Implementing Algebraic Effects in C “Monads for Free in C”

Implementing Algebraic Effects in C "Monads for Free in C"

Microsoft Research Technical Report MSR-TR-2017-23

Daan Leijen

Microsoft Research daan@

Abstract. We describe a full implementation of algebraic effects and handlers as a library in standard and portable C99, where effect operations can be used just like regular C functions. We use a formal operational semantics to guide the C implementation at every step where an evaluation context corresponds directly to a particular C execution context. Finally we show a novel extension to the formal semantics to describe optimized tail resumptions and prove that the extension is sound. This gives two orders of magnitude improvement to the performance of tail resumptive operations (up to about 150 million operations per second on a Core i7@2.6GHz) Updates: 2017-06-30: Added Section A.4 on C++ support. 2017-06-19: Initial version.

1. Introduction

Algebraic effects [35] and handlers [36, 37] come from category theory as a way to reason about effects. Effects come with a set of operations as their interface, and handlers to give semantics to the operations. Any free monad [2, 17, 40] can be expressed using algebraic effect handlers: the operations describe an algebra that gives rise to a free monad, whereas the handler is the fold over that algebra giving its semantics.

This makes algebraic effects highly expressive and practical, and they can describe many control flow constructs that are usually built into a language or compiler. Examples include, exception handling, iterators, backtracking, and async/await style asynchronous programming. Once you have algebraic effects, all of these abstractions can be implemented as a library by the user. In this article, we describe a practical implementation of algebraic effects and handlers as a library itself in C. In particular,

? We describe a full implementation of algebraic effects and handlers in standard and portable C99. Using effect operations is just like calling regular C functions. Stacks are always restored at the same location and regular C semantics are preserved.

? Even though the semantics of algebraic effects are simple, the implementation in C is not straightforward. We use a formal operational semantics to guide the C implementation at every step. In particular, we use context based semantics where a formal context corresponds directly to a particular C execution context.

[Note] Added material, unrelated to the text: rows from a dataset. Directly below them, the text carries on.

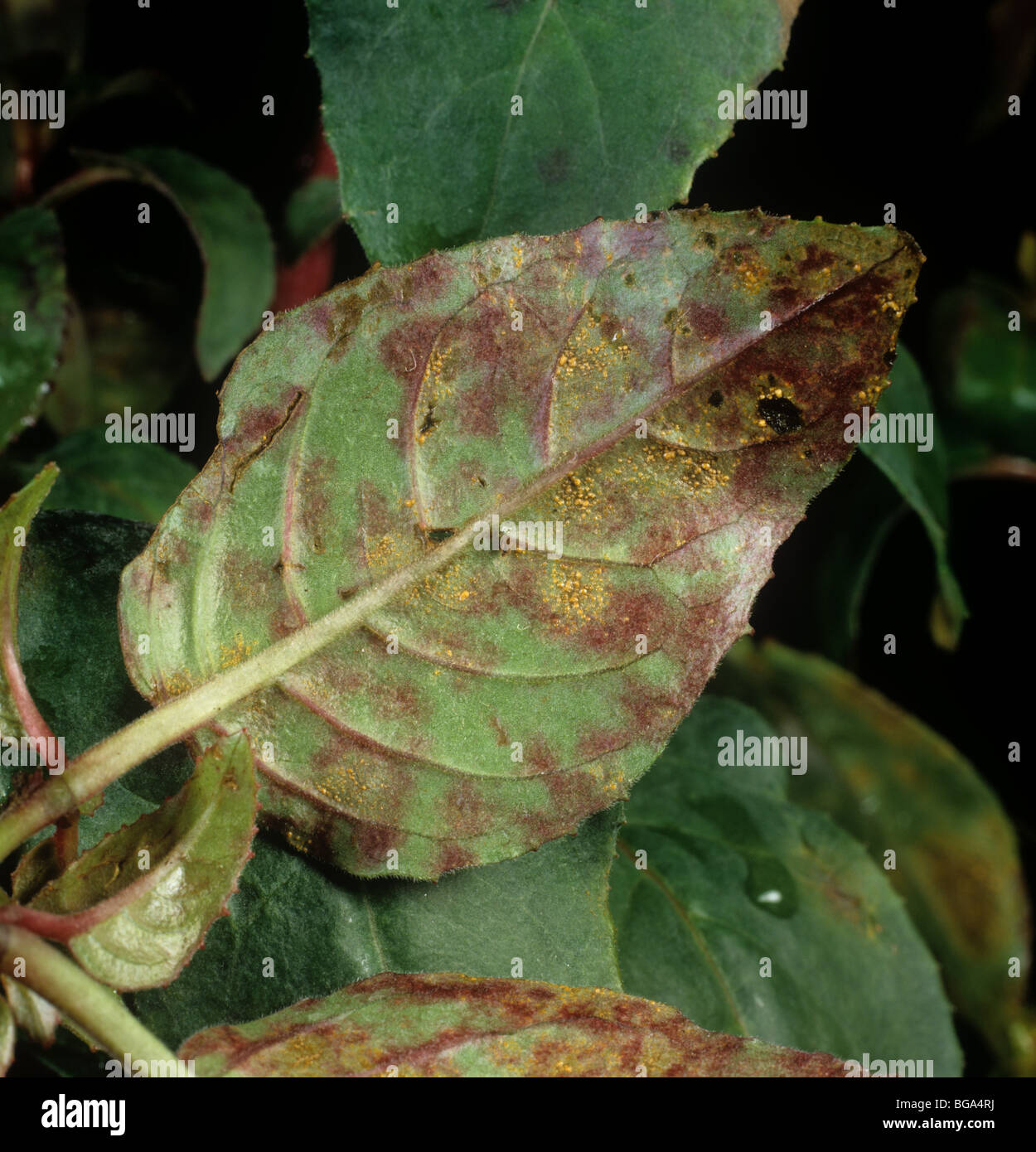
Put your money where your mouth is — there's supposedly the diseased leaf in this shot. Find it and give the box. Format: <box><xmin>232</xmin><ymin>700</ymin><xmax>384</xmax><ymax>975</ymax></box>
<box><xmin>50</xmin><ymin>148</ymin><xmax>274</xmax><ymax>380</ymax></box>
<box><xmin>179</xmin><ymin>972</ymin><xmax>845</xmax><ymax>1077</ymax></box>
<box><xmin>13</xmin><ymin>428</ymin><xmax>197</xmax><ymax>524</ymax></box>
<box><xmin>13</xmin><ymin>735</ymin><xmax>256</xmax><ymax>990</ymax></box>
<box><xmin>7</xmin><ymin>513</ymin><xmax>194</xmax><ymax>849</ymax></box>
<box><xmin>719</xmin><ymin>641</ymin><xmax>1030</xmax><ymax>1057</ymax></box>
<box><xmin>611</xmin><ymin>696</ymin><xmax>960</xmax><ymax>1076</ymax></box>
<box><xmin>859</xmin><ymin>345</ymin><xmax>968</xmax><ymax>649</ymax></box>
<box><xmin>307</xmin><ymin>0</ymin><xmax>799</xmax><ymax>264</ymax></box>
<box><xmin>133</xmin><ymin>809</ymin><xmax>621</xmax><ymax>1048</ymax></box>
<box><xmin>120</xmin><ymin>212</ymin><xmax>918</xmax><ymax>878</ymax></box>
<box><xmin>0</xmin><ymin>207</ymin><xmax>68</xmax><ymax>448</ymax></box>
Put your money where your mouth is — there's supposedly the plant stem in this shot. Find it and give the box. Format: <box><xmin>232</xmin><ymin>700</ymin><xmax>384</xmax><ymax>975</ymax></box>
<box><xmin>0</xmin><ymin>924</ymin><xmax>179</xmax><ymax>1075</ymax></box>
<box><xmin>0</xmin><ymin>520</ymin><xmax>477</xmax><ymax>860</ymax></box>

? We show a novel extension to the formal semantics to describe optimized tail resumptions and prove that the extension is sound. This gives two orders of magnitude improvement to the performance of tail resumptive operations (up to about 150 million operations per second on a Core i7).

At this point using effects in C is nice, but defining handlers is still a bit cumbersome. Its interface could probably be improved by providing a C++ wrapper. For now, we mainly see the library as a target for library writers or compilers. For example, the P language [10] is a language for describing verifiable asynchronous state machines, and used for example to implement and verify the core of the USB device driver stack that ships with Microsoft Windows 8. Compiling to C involves a complex CPS-style transformation [19, 26] to enable async/await style programming [5] with a receive statement ? using the effects library this transformation is no longer necessary and we can generate straightforward C code instead. Similarly, we hope to integrate this library with libuv [29] (the asynchronous C library underlying Node [43]) and improve programming with libuv directly from C or C++ using async/await style abstractions [12, 27].

The library is publicly available as libhandler under an open-source license [28]. For simplicity the description in this paper leaves out many details and error handling etc. but otherwise follows the real implementation closely.

2. Overview

We necessarily give a short overview here of using algebraic effects in C. For how this can look if a language natively supports effects, we refer to reader to other work [3, 18, 26, 27, 30]. Even though the theory of algebraic effects describes them in terms of monads, we use a more operational view in this article that is just as valid ? and view effects as resumable exceptions. Therefore we start by describing how to implement regular exceptions using effect handlers.

2.1. Exceptions

We start by implementing exceptions as an algebraic effect. First we declare a new effect exn with a single operation raise that takes a const char* argument:

DEFINE_EFFECT1(exn, raise) DEFINE_VOIDOP1(exn, raise, string)

Later we will show exactly what these macros expand to. For now, it is enough to know that the second line defines a new operation exn_raise that we can call as any other C function, for example:

2

int divexn( int x, int y ) { return (y!=0 ? x / y : exn_raise("divide by zero")); }

Since using an effect operation is just like calling a regular C function, this makes the library very easy to use from a user perspective.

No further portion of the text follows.